Skip to content

Comments

vello_common: Part Two of the strip rendering regression fix (make use of _mm_max_ps semantics)#1464

Open
tomcur wants to merge 3 commits intolinebender:mainfrom
tomcur:push-klrwpqzoltvm
Open

vello_common: Part Two of the strip rendering regression fix (make use of _mm_max_ps semantics)#1464
tomcur wants to merge 3 commits intolinebender:mainfrom
tomcur:push-klrwpqzoltvm

Conversation

@tomcur
Copy link
Member

@tomcur tomcur commented Feb 20, 2026

On top of Part One: #1463.

Copying from the code comment:

We know ymin and ymax are finite. We require the max operation to pick ymin if its first operand is NaN. On x86, that's precisely the semantics of _mm_max_ps, which f32x4::max emits. For AArch64, we do require the f32x4::max_precise semantics (as max returns NaN if either operand is NaN); however, the precise version should be comparatively less expensive than on x86. For min, we then know both operands are finite, so we can unambigously use the relaxed version.

This may be somewhat controversial, as it cfgs behavior based on the target architecture, and makes use of undocumented fearless_simd behavior. The good part is that if this ever breaks, the tests will fail loudly (because NaNs happen a lot here!).

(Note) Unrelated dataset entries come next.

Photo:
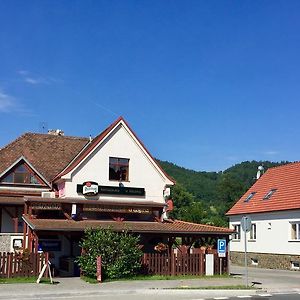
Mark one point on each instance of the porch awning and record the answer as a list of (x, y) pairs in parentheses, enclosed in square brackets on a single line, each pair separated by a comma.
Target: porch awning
[(166, 227)]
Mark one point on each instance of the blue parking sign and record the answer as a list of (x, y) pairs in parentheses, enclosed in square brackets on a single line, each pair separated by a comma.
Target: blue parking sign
[(221, 248)]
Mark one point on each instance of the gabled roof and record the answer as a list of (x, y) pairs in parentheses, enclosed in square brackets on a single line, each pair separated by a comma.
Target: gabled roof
[(47, 154), (23, 159), (100, 138), (284, 179)]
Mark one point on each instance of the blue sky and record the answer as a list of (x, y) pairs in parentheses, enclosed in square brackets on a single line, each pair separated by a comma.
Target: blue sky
[(204, 84)]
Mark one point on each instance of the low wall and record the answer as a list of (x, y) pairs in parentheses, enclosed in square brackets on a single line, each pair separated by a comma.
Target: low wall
[(266, 260)]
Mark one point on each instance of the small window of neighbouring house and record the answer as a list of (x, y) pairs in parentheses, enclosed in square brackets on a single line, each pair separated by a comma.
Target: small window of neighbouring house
[(269, 194), (21, 174), (237, 234), (249, 197), (118, 169), (253, 232), (295, 265), (295, 231)]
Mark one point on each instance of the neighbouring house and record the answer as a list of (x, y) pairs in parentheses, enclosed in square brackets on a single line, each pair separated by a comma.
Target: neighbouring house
[(273, 205), (53, 187)]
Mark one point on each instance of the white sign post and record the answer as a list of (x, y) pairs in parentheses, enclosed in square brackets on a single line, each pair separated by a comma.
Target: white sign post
[(246, 226)]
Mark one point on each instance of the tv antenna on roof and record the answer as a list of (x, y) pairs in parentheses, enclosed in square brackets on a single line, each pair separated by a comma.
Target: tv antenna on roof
[(43, 127), (260, 171)]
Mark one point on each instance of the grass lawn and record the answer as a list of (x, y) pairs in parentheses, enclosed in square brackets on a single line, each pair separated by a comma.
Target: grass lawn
[(23, 280), (220, 287), (156, 277)]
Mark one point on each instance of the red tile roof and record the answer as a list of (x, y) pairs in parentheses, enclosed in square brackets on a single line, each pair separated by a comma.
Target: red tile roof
[(175, 227), (48, 154), (285, 179)]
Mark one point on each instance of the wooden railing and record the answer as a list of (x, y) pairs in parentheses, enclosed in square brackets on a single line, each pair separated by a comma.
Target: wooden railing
[(21, 265), (181, 264)]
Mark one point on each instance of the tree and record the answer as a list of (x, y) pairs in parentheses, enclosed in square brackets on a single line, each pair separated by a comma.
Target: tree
[(120, 253)]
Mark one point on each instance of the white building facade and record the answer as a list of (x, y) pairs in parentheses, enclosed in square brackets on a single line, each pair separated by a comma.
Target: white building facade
[(274, 238)]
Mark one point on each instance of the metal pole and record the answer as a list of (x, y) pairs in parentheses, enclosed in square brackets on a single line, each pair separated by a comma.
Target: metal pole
[(245, 239)]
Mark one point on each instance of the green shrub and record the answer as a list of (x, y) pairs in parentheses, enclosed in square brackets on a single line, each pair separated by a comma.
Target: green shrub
[(120, 253)]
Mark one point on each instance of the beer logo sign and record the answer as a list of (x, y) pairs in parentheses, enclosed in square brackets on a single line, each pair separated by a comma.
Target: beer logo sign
[(90, 188)]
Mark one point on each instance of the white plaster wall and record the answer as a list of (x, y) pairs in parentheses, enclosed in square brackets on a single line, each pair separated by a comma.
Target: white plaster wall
[(269, 239), (142, 173)]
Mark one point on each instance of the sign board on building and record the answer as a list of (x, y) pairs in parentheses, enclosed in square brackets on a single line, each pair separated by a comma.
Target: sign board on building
[(94, 189), (246, 223), (90, 188), (221, 247)]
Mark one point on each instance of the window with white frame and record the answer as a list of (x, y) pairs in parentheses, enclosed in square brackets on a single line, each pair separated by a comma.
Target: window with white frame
[(295, 231), (253, 232), (237, 234)]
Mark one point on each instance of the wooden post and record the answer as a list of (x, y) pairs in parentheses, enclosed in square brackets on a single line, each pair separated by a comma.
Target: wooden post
[(99, 269), (9, 264), (173, 262), (0, 217), (25, 228)]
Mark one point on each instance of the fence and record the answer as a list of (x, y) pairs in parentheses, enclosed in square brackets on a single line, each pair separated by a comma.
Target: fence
[(181, 264), (21, 265)]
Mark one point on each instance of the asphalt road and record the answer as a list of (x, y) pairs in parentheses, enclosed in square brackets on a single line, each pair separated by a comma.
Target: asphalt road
[(182, 296)]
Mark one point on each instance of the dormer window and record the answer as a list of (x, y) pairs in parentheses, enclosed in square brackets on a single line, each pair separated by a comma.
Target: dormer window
[(249, 197), (118, 169), (269, 194), (21, 174)]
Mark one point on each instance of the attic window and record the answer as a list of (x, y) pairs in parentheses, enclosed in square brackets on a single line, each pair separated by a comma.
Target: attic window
[(269, 194), (250, 196), (21, 174), (118, 169)]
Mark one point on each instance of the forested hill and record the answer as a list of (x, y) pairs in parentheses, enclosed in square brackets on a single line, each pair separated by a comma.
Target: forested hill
[(205, 197)]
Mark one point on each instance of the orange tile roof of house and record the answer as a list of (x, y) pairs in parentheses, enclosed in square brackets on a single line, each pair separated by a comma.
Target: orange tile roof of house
[(175, 227), (285, 180), (48, 154)]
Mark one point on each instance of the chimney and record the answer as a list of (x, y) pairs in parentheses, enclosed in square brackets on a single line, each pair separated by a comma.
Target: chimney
[(56, 132)]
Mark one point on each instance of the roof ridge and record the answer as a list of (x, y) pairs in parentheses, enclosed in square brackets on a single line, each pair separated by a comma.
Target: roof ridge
[(58, 136), (186, 222), (14, 141), (285, 165)]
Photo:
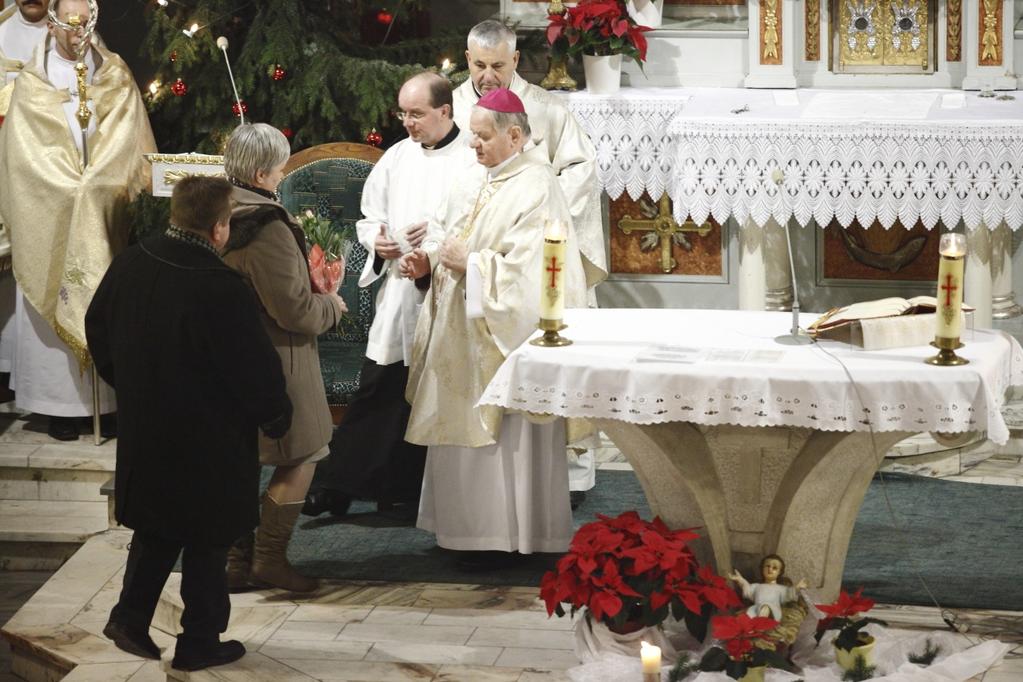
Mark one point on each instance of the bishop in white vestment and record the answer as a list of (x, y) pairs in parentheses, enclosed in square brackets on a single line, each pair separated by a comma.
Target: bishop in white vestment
[(369, 458), (492, 60), (494, 481)]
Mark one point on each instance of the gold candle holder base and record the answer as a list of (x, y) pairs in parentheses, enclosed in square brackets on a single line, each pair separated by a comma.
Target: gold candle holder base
[(946, 354), (550, 337)]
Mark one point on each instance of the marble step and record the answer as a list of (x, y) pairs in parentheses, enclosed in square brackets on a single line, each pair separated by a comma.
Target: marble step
[(68, 471), (41, 535)]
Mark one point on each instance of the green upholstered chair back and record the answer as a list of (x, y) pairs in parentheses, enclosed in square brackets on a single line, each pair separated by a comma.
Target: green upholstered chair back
[(327, 180)]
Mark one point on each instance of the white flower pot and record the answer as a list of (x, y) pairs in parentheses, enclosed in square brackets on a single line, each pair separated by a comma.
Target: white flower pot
[(593, 639), (604, 74)]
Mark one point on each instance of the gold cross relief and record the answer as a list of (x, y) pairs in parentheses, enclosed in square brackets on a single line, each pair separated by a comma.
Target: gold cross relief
[(663, 228)]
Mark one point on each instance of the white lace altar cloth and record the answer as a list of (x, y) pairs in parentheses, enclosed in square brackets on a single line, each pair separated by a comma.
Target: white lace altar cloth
[(634, 151), (770, 162), (724, 367)]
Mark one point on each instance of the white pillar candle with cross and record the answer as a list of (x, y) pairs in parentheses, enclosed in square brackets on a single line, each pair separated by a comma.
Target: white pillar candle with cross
[(552, 290), (949, 317)]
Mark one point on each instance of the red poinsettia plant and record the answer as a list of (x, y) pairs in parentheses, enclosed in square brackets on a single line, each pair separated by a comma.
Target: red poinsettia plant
[(598, 28), (631, 573), (844, 617), (746, 643)]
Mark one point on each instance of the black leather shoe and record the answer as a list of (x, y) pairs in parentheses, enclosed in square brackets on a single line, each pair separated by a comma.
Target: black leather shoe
[(324, 499), (63, 428), (196, 654), (481, 561), (132, 640)]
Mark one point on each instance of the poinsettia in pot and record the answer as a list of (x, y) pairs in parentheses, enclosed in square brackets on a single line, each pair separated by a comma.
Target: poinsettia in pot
[(629, 575), (845, 616), (746, 647), (603, 32), (328, 251)]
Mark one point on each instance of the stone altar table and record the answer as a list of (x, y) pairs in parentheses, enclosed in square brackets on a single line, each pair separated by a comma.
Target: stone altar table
[(767, 448)]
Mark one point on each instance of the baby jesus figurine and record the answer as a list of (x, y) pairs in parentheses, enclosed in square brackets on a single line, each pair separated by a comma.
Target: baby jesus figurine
[(775, 590)]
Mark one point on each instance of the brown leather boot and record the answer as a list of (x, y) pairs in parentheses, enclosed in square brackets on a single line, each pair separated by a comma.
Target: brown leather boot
[(270, 566), (239, 563)]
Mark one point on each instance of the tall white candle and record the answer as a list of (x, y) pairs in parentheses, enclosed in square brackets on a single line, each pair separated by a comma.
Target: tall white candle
[(651, 656), (552, 288), (949, 291)]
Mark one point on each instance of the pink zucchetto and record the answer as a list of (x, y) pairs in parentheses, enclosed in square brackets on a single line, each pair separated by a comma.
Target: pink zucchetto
[(502, 100)]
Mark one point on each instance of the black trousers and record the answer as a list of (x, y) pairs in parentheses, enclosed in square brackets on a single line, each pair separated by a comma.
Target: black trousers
[(204, 585), (369, 458)]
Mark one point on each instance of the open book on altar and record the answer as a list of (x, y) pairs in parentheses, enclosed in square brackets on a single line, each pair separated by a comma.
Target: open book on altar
[(883, 323)]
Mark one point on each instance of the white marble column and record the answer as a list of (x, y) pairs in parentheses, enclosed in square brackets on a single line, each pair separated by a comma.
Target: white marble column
[(1004, 304), (977, 278), (764, 275)]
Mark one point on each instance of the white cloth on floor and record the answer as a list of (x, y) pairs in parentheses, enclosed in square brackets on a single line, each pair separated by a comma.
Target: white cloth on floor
[(45, 374), (510, 496)]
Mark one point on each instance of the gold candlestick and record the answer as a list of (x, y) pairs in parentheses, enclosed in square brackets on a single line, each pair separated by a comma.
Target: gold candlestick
[(948, 326), (552, 288)]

Benches as follows relative to main before bumping fearless_simd on my x86 machine (i7-13700k).

render_strips/Ghostscript_Tiger_simd
                        time:   [188.69 µs 189.12 µs 189.63 µs]
                        change: [-3.0455% -2.5888% -2.2385%] (p = 0.00 < 0.05)
                        Performance has improved.
Found 7 outliers among 50 measurements (14.00%)
  7 (14.00%) high mild
render_strips/paris-30k_simd
                        time:   [23.308 ms 23.373 ms 23.449 ms]
                        change: [-0.7675% +0.2120% +1.0973%] (p = 0.67 > 0.05)
                        No change in performance detected.
Found 3 outliers among 50 measurements (6.00%)
  2 (4.00%) high mild
  1 (2.

…e of `_mm_max_ps` semantics)

Copying from the code comment:

> We know `ymin` and `ymax` are finite. We require the `max` operation to pick `ymin`
> if its first operand is NaN. On x86, that's precisely the semantics of `_mm_max_ps`,
> which `f32x4::max` emits. For AArch64, we do require the `f32x4::max_precise`
> semantics (as `max` returns NaN if either operand is NaN); however, the precise
> version should be comparatively less expensive than on x86. For `min`, we then know
> both operands are finite, so we can unambigously use the relaxed version.

This may be somewhat controversial, as it's `cfg`s behavior based on the
target architecture, and makes use of undocumented `fearless_simd`
behavior. The good part is that if this ever breaks, the tests will
fail loudly (because NaNs happen a lot here!).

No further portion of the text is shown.